Playing deep in the secondary gives safety Glover Quin a vantage point on everything that happens in front of him in the Detroit Lions' defense. There isn't much that doesn't catch his eye.

The position has given Quin a comfort level that he's been able to share with teammates in the four years he has been his unit's quarterback and guiding hand.

Quin's experience lets him broaden his overall view beyond the field to provide a wide perspective on how things have changed since he signed with the Lions as a high-value free agent in 2013.

View photos of Detroit Lions players arriving at the team's practice facility for the start of 2017 training camp.

As Quin begins training camp in his fifth season as a Lion – and his ninth in the NFL after playing his first four seasons with the Houston Texans – he can reflect on a seismic culture shift that makes the Lions of 2017 unrecognizable compared to the Lions of 2013.

As is the case every season, there have been numerous player personnel changes on defense from a year ago, from drafting Jarrad Davis in the first round as starting middle linebacker to signing veteran free agents to add depth across the board.

But nothing has been more striking for Quin than the change in culture.

What seemed like a throwaway question asked Saturday on reporting day for veterans provoked a detailed, passionate response from Quin that touched on everything from changing attitudes of the players to renovations of Ford Field and the Allen Park facility that directly impact the players.

"Oh, man – it's a complete 180 from the first day I got here until now," Quin said. "The culture around the team, the attitude around the team, the vibe around the team – totally different. Guys are totally different. Put it like that.

"We've got a great group, and it starts at the top. Everything feels so different from when I first got here. They've done a lot of things around the building, with making it high, high class. Just top notch, from facilities to the practice field to everything we do.

"The players can see that, and we feed on that – understand that they're investing a lot in us.

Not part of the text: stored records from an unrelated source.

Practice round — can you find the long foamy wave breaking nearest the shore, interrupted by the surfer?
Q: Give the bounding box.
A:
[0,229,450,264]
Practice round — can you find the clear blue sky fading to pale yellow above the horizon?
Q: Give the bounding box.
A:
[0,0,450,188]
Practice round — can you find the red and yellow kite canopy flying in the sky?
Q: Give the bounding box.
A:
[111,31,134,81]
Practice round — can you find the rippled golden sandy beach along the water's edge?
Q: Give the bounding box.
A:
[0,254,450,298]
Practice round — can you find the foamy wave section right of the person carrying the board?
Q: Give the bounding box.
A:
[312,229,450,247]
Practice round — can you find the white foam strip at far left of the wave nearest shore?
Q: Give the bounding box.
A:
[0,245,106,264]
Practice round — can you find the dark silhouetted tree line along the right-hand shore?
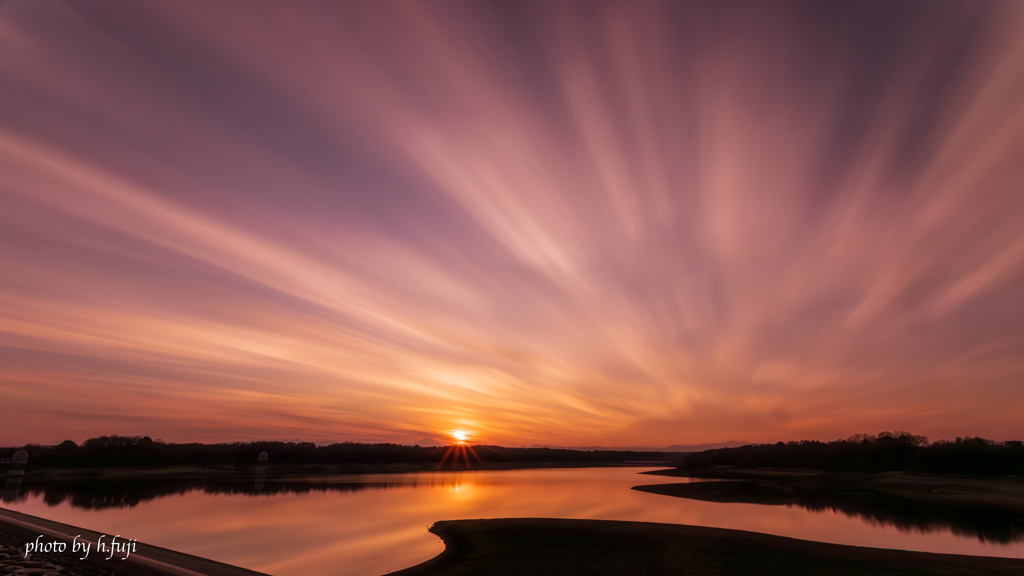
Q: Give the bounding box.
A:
[680,430,1024,476]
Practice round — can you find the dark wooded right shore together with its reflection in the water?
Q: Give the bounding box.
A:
[635,431,1024,543]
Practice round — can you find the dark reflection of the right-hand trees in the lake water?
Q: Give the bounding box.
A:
[634,481,1024,544]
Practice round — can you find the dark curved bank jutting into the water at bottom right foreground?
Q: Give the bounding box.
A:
[395,519,1024,576]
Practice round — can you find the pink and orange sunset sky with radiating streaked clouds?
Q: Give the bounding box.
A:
[0,0,1024,446]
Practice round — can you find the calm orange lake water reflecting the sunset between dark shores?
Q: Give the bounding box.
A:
[2,468,1024,576]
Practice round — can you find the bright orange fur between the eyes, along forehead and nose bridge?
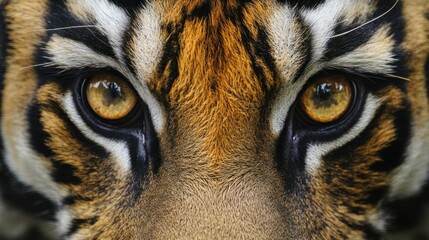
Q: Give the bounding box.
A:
[160,1,274,162]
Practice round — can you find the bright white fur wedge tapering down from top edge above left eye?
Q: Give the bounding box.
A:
[68,0,130,62]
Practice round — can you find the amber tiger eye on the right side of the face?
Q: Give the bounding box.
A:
[299,75,353,123]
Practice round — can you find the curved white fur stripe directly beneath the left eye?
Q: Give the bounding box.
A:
[62,92,131,172]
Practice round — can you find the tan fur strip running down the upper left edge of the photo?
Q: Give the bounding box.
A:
[2,0,46,171]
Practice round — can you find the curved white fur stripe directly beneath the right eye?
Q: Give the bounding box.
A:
[305,95,379,175]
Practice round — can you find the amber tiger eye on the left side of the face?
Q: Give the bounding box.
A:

We're trying to come through and take care of our end on the field."

Before Quin got to Detroit, the underground buzz was that the team was undisciplined on and off the field. That was carried out in 2013, when the Lions collapsed from a 6-3 start to finish 7-9 and miss the playoffs. The Lions did everything but buy snowplows to clear a path for the Green Bay Packers to win the division with a mediocre record of 8-7-1.

When Jim Caldwell was hired as head coach in 2014, the low-key image he projects in public did not match the respect he commands in the locker room, and his demand for professionalism.

"When I first got here, Detroit was kind of known as undisciplined," Quin said. "A lot of personal foul penalties. A lot of getting in trouble. You could see that in the way they played.

"Detroit had a ton of first-rounders, a ton of talented players. Why can't they win? If you watched them play, they had a big lead and gave up big plays in the secondary being undisciplined, making mistakes here and there.

"I feel like, when you're undisciplined off the field it kind of leads in turn to on the field. You have to get the right group of guys in, the right system in place. Coach Caldwell has come in and done a great job."

There is still work to do, even though the Lions have made the playoffs twice as a wild card in Caldwell's three seasons as head coach. They were 11-5 in 2014 and 9-7 last year.

Quin likes the overall makeup of the 2017 team going into camp. He is especially high on Davis.

"I like playing with him," Davis said. "He's all football. He's very serious. He takes his job very seriously. He wants to be great. You can see it by the way he asks questions, by the way he works – the way he studies.

"He's going to be a great addition for us. Obviously, there are a lot of things you've got to learn. That's to be expected. With his size, with his speed, with his instincts, with his physicality, he'll be able to help us in the middle.

"I think he'll make a lot of plays for us. I'm excited to play alongside him, watch him grow. I'm also excited to help him in any way I can."